Rebuilding Place in the Urban Space

"A community’s physical form, rather than its land uses, is its most intrinsic and enduring characteristic." [Katz, EPA] This blog focuses on place and placemaking and all that makes it work--historic preservation, urban design, transportation, asset-based community development, arts & cultural development, commercial district revitalization, tourism & destination development, and quality of life advocacy--along with doses of civic engagement and good governance watchdogging.

Thursday, August 16, 2012

Housing segregation in DC: is it more about class than race?

Last week's City Paper has a little article and nice graphic, "Apart and Parcel: What Housing Segregation in D.C. Looks Like."  It says:

The persistence of black-white residential segregation reflects the nation’s inability to fully overcome the legacy of slavery, and it negatively affects education attainment, race relations, and productivity. Despite nearly a century of legal and legislative struggles to integrate our blocks, segregation by race is still the norm in the District.

But I think it's tricky, analyzing housing segregation in the city, which exists, because poverty oftentimes masks race.

In the US, we are not big on economic class as an analytical tool, and too often we consider race as the appropriate analytical substitute.

1.  In DC, the most persistently segregated neighborhoods are either of high or extremely low income.

2.  DC has lots of poor African-Americans, but not many poor White people, but some relatively poor Latinos.  So extremely impoverished neighborhoods in DC are likely to be black dominated, not unlike Detroit, which is almost 90% African-American.

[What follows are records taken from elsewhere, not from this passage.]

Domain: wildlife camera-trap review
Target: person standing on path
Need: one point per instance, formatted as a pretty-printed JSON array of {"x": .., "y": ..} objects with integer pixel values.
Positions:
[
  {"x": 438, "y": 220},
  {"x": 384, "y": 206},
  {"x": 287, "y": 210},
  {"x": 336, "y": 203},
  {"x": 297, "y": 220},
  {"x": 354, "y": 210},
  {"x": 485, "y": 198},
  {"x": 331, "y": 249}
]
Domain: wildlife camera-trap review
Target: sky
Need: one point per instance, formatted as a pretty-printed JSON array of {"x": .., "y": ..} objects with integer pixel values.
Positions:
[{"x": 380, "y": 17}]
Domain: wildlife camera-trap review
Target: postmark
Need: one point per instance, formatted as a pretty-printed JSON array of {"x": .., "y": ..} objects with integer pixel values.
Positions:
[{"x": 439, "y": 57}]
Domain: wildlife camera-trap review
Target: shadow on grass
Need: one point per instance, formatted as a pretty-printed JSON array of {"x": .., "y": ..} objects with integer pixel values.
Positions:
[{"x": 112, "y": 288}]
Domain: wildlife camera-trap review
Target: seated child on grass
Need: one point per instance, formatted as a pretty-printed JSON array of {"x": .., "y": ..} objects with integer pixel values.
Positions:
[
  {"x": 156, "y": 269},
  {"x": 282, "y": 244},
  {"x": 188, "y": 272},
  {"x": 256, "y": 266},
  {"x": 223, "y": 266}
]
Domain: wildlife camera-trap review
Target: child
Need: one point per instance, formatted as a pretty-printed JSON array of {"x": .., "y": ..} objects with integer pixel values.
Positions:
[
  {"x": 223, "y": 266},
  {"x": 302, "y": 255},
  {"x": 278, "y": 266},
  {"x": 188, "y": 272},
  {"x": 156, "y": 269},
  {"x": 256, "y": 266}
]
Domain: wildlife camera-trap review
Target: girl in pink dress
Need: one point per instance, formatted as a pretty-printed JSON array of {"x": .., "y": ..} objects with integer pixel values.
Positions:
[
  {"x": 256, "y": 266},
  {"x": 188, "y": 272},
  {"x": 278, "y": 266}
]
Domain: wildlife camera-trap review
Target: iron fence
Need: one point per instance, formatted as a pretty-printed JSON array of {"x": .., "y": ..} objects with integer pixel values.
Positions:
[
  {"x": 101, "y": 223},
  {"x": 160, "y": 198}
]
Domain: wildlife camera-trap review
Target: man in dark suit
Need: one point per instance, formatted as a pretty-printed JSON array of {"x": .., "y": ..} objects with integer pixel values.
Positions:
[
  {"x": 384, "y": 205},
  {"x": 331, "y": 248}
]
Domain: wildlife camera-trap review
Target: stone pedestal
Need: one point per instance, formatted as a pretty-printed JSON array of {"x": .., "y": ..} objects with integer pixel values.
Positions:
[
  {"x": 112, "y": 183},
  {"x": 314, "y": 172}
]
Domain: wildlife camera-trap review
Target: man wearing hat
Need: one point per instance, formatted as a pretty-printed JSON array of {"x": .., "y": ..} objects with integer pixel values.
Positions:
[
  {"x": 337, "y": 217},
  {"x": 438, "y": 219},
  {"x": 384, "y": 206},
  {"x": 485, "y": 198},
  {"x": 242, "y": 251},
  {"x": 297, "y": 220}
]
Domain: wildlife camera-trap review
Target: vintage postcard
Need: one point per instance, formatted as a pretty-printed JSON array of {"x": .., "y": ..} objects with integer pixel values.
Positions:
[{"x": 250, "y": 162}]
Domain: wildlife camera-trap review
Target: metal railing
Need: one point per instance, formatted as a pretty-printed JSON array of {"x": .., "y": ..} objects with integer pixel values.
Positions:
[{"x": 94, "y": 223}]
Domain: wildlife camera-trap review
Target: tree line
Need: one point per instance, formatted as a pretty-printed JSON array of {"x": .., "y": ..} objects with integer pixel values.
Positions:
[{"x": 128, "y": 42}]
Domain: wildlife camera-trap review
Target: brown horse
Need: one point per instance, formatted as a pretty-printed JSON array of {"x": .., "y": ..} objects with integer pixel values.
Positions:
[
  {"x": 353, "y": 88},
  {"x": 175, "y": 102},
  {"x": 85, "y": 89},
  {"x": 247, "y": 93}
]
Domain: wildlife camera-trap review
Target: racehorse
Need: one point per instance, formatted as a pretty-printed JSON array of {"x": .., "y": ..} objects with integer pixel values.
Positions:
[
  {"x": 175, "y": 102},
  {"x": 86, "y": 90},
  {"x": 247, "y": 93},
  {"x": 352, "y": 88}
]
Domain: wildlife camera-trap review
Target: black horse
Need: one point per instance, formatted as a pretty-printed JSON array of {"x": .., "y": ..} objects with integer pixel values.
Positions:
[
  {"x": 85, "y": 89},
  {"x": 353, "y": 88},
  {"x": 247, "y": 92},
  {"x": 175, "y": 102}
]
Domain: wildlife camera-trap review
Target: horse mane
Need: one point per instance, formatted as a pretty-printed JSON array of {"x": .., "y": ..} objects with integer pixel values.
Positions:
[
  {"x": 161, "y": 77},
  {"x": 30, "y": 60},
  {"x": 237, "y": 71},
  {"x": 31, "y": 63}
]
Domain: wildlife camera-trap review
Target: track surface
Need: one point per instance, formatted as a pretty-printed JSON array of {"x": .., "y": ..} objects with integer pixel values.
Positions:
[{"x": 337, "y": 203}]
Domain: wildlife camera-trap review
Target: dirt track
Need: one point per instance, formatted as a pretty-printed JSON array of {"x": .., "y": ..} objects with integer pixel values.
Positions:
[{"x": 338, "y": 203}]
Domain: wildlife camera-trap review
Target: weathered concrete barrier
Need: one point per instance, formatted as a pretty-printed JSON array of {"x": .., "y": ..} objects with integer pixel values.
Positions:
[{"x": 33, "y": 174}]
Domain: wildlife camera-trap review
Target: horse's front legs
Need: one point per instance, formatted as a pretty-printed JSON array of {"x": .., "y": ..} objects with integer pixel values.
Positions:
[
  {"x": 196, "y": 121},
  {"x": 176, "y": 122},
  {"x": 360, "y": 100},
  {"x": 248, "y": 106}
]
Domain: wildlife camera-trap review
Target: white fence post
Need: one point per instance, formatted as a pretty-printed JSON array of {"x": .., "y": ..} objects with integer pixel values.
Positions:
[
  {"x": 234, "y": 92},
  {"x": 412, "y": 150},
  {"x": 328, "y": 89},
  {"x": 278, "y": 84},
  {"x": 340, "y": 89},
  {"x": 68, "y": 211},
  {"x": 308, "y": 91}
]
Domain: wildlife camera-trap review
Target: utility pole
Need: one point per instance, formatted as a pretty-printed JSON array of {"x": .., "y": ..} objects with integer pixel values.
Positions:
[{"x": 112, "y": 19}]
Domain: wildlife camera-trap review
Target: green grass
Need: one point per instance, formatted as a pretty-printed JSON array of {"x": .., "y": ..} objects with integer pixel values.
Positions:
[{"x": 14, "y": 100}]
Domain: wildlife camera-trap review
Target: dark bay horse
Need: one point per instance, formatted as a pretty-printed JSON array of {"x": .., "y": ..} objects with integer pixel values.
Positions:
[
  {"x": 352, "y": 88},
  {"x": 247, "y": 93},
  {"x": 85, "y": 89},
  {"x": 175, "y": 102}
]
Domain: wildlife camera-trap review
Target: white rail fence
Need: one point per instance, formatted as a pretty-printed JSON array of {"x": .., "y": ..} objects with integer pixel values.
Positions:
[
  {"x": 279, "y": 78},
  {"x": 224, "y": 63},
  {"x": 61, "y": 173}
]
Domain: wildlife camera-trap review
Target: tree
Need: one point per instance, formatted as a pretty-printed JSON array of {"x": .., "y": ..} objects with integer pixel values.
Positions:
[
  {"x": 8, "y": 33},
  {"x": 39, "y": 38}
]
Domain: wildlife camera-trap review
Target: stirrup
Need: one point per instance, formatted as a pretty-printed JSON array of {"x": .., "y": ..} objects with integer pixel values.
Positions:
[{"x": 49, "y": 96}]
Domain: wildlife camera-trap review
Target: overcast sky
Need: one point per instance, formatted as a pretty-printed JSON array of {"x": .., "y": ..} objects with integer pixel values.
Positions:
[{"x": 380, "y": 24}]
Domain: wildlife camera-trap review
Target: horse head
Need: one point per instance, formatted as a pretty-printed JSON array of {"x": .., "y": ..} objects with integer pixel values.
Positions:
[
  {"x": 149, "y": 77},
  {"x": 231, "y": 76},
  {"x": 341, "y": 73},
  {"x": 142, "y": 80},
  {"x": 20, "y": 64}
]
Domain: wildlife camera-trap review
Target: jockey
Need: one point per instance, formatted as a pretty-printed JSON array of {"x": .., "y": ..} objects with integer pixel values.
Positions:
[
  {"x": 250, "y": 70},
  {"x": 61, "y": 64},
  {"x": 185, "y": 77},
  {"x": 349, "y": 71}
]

3.  DC neighborhoods with well off residents are likely to be white dominated, not because African-Americans don't have money, but because African-Americans of means have tended to move out of the city, and because more generally, African-Americans, unlike the people who watched the tv show Friends, still don't see the center cities as a premium place to live.  (Also see "Commerz in the 'hood... (aka "Commerce as the engine of urbanism")" from 2006 and "Too early to say what the special election in Ward 5 means: but change is coming regardless" from May.)

Restaurant patio, 11th Street NW, Columbia HeightsLeft: patio, Wonderland Ballroom, 11th Street NW, Columbia Heights.

4.  Segregation is also abetted by the neighborhoods where new residents prefer to live, in the core of the city, places like Dupont Circle, Columbia Heights, H Street, Capitol Hill, Downtown.  (When I told someone high up in DC Government where I lived, s/he was derisive, because it isn't a happening place.)  So white places get whiter.

City neighborhoods on the outskirts of the city tend to be either black or white without a lot of mixing, reflecting residential trends dominant in the 1970s.  Now, African-Americans are mostly leaving the city and whites and Latinos are slowly trickling in, such as in Ward 4, which over the last 10 years lost 10,000 African-American residents, and gained 11,000 whites and Latinos.  See "Gentrification and the 'hood: continued."

This trend will solidify because comparatively speaking, the houses are cheaper in neighborhoods like Petworth and Brightwood than they are in the core, and the price attractiveness will lead to more in-migration of whites and Latinos.  (As I have said before, in my neighborhood, with just a few exceptions, houses that come on the market are sold to white or Latino or mixed race households, not African-American families.)